Williams v The Queen

Case

[2020] NZCA 666

18 December 2020 at 9 am


IN THE COURT OF APPEAL OF NEW ZEALAND

I TE KŌTI PĪRA O AOTEAROA

 CA537/2020
 [2020] NZCA 666

BETWEEN

JOHN ALLAN WILLIAMS
Applicant

AND

THE QUEEN
Respondent

Court:

French, Whata and Mander JJ

Counsel:

Applicant in person
S E Trounson for Respondent

Judgment:
(On the papers)

18 December 2020 at 9 am

JUDGMENT OF THE COURT

The application for leave to appeal is declined.

____________________________________________________________________

REASONS OF THE COURT

(Given by French J)

  1. Mr Williams was convicted following a judge-alone trial in the District Court of a charge of intentionally obstructing a police officer.[1] Judge Gibson sentenced him to a term of imprisonment of two months.[2]  Mr Williams appealed to the High Court where Wylie J dismissed his appeal against conviction but reduced the sentence from two months’ imprisonment to one month’s imprisonment.[3]

    [1]Police v Williams [2020 NZDC 11463; and Summary Offences Act 1981, s 23(a).

    [2]Police v Williams [2020] NZDC 11349.

    [3]Williams v Police [2020] NZHC 2142 [High Court decision].

  2. Mr Williams now seeks leave to appeal to this Court.  Leave is required because it would be a second appeal.[4]  The proposed appeal is against both conviction and sentence. 

    [4]Criminal Procedure Act 2011, ss 237(1) and 253(1).

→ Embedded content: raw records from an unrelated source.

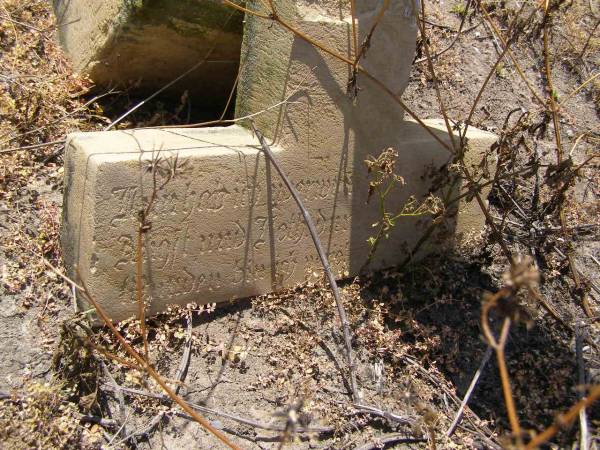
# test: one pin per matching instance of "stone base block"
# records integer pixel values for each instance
(224, 226)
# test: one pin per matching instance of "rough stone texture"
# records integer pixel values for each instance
(150, 43)
(225, 226)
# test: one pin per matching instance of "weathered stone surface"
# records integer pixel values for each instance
(225, 226)
(120, 42)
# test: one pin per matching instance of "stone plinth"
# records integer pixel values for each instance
(148, 44)
(225, 226)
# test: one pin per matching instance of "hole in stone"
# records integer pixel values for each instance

  3. In a minute dated 6 October 2020, Brown J directed the application for leave was to be heard on the papers.

Background

  1. The case has its genesis in an incident at a police traffic checkpoint.  A constable stopped the vehicle Mr Williams was driving for the purposes of administering a breath screening test using a passive breath testing device.  There was an argument.  According to the police evidence, Mr Williams disputed the constable’s right to require him to do that.  He refused to wind his window down fully (it was open a few centimetres) and became abusive.  When another police sergeant repeated the request to wind down the window and Mr Williams again refused, the sergeant broke the car window and forcibly removed Mr Williams from the car.

  2. Mr Williams was then taken to a police station where he returned a zero reading for his breath test.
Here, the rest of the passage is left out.